According to the closing credits of a six-minute video posted to YouTube last week, the marvelous footage of an Mbuti community suffering from discrimination in the Eastern Congo was prepared by the Survival Media Agency. The beauty of the scenery—and of the Mbuti people themselves—recommends the production but it is worth summarizing its factual points and arguments for readers who don’t have the time to watch the original.
The video opens with Kasolee Kalumbiro, an elder from the Mbuti community in Kalonge, Congo. He is well-dressed and, speaking in his native tongue, describes their former lives in the Kahuzi Biega forest. His comments, translated into English subtitles, describe in idealistic terms their former forest existence. They were never sick; they got their food, shelter, and medicines from the forest.
But various unnamed international conservation organizations argued to the Congo government that protecting the forest required the indigenous people living in it to be excluded. When the government agreed and decided to expel them from the forest, without talking to the people beforehand, it moved in with excessive brutality. One day, groups of armed thugs invaded their forest homes, shooting people they saw, injuring and killing many, and burning their houses.
As the narrator goes on, camera shots skillfully show us scenes of the Kahuzi Biega landscape—mountains and forests shrouded in mists, Mbuti gathered around a fire. The people were forced to flee. The story continues with explanatory panels gently interspersed with scenes of the Congo and its Mbuti people. Different narrators speak in English or other languages, but all are given English subtitles. The video argues that the park areas of the Congo from which the indigenous people have been expelled have suffered a reduction of their forest cover of about 40 percent.
The basic point was that the government of the Congo wanted to convert the forested lands into money-making areas from, at first, logging and after that from mining, specifically of coltan. Instead, the Mbuti speakers and the filmmakers argue, retaining the forests for their indigenous people with their traditional uses would absorb the global emission of vast amounts of carbon.
A map of the Congo appears and the person speaking at that moment says, “Some of us went to live in Kabare.” The camera leaves the map and focuses on a group of people walking along a dirt track cut into a mountainside, forests above and below. Breathtaking. But the video quickly focuses again on the next stage, a scene of people following a wider road—a protest march. We are told that they faced their problems and decided to establish an organization called CPAKI, which stands for Collectif pour les Peuples Autochtones au Kivu (Organization for the Indigenous Communities of Kivu). The group has been working to end destructive mining and logging in the forests, educate the people about their land rights, and teach techniques of sustainable farming.
At this point the voice of a woman narrator comes on—the previous speakers had all been men—and, introduced as Sifa Adelle, Mbuti farmer, the attractive lady explains how they are farming successfully now and they have enough food.

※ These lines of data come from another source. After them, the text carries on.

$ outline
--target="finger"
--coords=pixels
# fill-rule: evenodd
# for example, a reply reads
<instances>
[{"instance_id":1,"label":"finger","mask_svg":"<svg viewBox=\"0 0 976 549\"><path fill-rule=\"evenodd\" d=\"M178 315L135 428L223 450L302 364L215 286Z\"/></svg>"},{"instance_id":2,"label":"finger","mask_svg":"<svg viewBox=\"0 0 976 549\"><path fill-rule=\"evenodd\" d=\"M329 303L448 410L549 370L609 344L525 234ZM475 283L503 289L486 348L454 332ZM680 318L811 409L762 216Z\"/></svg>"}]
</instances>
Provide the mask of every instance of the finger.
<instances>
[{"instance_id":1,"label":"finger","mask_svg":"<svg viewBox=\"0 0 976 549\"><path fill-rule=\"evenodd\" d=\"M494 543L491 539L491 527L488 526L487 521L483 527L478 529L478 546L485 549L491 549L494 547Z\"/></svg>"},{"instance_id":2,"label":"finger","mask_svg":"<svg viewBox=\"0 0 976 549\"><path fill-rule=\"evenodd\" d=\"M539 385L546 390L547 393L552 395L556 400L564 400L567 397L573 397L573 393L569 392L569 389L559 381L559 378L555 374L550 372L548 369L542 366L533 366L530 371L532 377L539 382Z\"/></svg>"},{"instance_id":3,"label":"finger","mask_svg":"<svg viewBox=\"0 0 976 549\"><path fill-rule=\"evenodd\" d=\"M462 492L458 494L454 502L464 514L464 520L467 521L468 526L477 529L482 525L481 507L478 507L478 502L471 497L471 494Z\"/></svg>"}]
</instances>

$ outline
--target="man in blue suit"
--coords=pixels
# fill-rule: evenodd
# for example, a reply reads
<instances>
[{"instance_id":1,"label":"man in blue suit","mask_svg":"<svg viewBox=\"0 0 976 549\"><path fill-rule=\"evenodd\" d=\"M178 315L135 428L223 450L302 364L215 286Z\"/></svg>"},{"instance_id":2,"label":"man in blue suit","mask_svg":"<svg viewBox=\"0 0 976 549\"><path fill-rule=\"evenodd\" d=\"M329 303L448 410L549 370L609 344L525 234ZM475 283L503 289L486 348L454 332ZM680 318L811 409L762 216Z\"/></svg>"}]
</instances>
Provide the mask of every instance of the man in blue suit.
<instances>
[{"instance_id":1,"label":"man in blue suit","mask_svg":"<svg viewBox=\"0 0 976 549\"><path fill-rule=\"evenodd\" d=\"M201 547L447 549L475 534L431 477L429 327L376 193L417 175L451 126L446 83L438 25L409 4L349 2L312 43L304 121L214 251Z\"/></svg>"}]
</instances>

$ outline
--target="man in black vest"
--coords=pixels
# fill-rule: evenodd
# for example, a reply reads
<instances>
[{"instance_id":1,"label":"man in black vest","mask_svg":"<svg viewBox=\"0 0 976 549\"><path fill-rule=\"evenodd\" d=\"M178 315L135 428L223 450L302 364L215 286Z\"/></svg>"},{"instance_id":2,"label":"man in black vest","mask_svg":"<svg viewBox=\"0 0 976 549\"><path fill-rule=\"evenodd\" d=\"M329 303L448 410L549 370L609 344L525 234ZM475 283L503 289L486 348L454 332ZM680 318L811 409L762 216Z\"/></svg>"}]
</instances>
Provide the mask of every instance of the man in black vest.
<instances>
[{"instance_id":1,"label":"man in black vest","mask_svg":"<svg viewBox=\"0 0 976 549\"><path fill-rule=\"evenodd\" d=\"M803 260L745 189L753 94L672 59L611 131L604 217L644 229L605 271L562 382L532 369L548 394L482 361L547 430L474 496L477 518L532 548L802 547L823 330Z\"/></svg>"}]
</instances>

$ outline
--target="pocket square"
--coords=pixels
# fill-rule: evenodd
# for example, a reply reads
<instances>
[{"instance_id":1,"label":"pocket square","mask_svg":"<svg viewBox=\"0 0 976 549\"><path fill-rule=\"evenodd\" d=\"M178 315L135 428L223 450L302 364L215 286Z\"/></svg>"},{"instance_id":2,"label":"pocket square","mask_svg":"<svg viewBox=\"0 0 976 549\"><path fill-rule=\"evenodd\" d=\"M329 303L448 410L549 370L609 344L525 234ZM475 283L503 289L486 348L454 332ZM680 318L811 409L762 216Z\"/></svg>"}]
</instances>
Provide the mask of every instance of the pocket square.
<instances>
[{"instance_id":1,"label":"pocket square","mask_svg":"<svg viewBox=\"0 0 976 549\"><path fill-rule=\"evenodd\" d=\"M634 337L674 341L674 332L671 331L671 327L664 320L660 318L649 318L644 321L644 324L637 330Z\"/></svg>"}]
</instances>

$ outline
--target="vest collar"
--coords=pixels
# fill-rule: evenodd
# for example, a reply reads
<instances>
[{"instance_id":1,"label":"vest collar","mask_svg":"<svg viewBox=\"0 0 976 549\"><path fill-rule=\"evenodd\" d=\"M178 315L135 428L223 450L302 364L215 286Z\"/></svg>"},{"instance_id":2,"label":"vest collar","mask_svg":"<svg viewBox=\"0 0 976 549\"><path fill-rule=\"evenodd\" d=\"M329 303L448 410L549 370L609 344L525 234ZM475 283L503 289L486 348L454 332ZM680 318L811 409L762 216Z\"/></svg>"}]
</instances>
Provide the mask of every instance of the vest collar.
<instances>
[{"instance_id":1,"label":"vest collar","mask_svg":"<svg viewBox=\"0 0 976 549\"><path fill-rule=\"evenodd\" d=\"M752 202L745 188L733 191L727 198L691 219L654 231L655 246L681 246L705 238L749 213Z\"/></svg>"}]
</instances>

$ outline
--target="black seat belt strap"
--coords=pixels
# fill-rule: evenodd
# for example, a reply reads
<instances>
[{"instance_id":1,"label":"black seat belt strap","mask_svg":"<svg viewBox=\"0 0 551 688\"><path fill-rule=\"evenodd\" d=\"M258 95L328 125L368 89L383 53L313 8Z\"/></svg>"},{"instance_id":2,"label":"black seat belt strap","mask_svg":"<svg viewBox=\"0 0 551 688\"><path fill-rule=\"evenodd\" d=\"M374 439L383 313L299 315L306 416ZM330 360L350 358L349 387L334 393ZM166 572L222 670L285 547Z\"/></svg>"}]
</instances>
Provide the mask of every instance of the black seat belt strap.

She says confidently to the camera, “our children don’t go hungry and the surplus is sold and used to pay for our children’s school fees.”
The video continues by explaining how they merge modern agricultural techniques with their traditional knowledge by managing over 100 beehives, sharing the produce, and using it for food and the treatment of over 100 diseases. But the bright successes are interrupted with the darker stories. The video briefly tells us the tale of the attempt by the government to evict the indigenous people living in the Itombwe Forest, an effort that was resisted by CPAKI activists. That story was covered in more detail in a 2016 news report.
A man speaking in English, Samuel Nnah Ndobe, Coordinator, Central Africa Advisory Board, Global Greengrants Fund, begins wrapping up the arguments made by the video. The indigenous people such as the Mbuti provide a wonderful service by protecting forests, not only for the native flora and fauna in them but also as a service to humanity by sequestering vast amounts of carbon. They ought to be allowed to continue to provide that service.
The Greengrants Fund is credited by YouTube as the producer of the video, “Saving Ourselves: a Story from the Bambuti People.”